The author of the Just Reproof then proceeds to give an account of Mrs White and Isobel Adam. The woman brought from Anstruther was a Mrs White, an inhabitant of Pittenweem, who, through fear of being apprehended, fled thither to her daughter's house. This woman, whose cause is now warmly espoused by some, with no advantage to their reputation, and who is now insisting against the magistrates in a process for wrongous imprisonment, has been for many years a person of very bad fame. Some eighteen years ago, she pursued a woman before the session, in Mr Bruce the late Episcopal incumbents time, for calling her a witch, and succumbing in the probation. Mr Bruce urged her to be reconciled with the woman,—she obstinately refused,—using most Unchristian and revengeful expressions, which are to be seen in the session-register. Since the revolution, she desired admission to the Sacrament of the Lord's Supper, which was then denied her, because she still refused to be reconciled to that woman. Her scandalous carriage in refusing to cohabit with her husband to this day, who is a sober honest man, is generally known. This woman being accused by the boy as one of his tormentors, and delated by two confessing witches, and other presumptions of her guilt, the magistrates one morning sent their officer to the magistrates of Anstruther, desiring them on these grounds to send Mrs White to them, and the grounds of her imprisonment were sent in write to her, in her daughter Mrs Lindsay's house; and she being brought to Pittenweem, the two women which delated her, were confronted with her, in presence of the magistrates, a great many gentlemen and ministers, where they did accuse her to her face, and charged her particularly with being at a meeting in the Loan with the devil and the witches, and gave some binding tokens to convince her. By all which it appears, how little ground there is to accuse the magistrates for invading their neighbours jurisdiction, or load the minister with any concernment in the matter.

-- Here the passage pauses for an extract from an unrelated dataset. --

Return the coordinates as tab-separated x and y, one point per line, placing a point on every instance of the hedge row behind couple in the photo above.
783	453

As to the other instance of one brought to Pittenweem at six miles distance, this was the young woman Isobel Adam. About the middle of May, one Alexander M'Grigor delated her for an attempt to murder him in his own house in the night-time, with several others whom he knew not; and there being some surmises of other presumptions of witchcraft against her, the minister hearing she was occasionally in the town, called for her, and advised her, before her father, if innocent, to take proper measures for her own vindication, which she undertook to do, and promised to return for that end on advertisement, which her father engaged to give. The noise about her still increasing, her father was desired, according to promise, to call her to the place, which he declined, growing jealous of her guilt; on which the minister advertised her, but in case she refused, a letter was sent to be delivered to the gentleman on whose ground she lived, desiring him to send her. So soon as the advertisement was given, she came voluntarily to her father's house in Pittenweem, and so there was no occasion for force.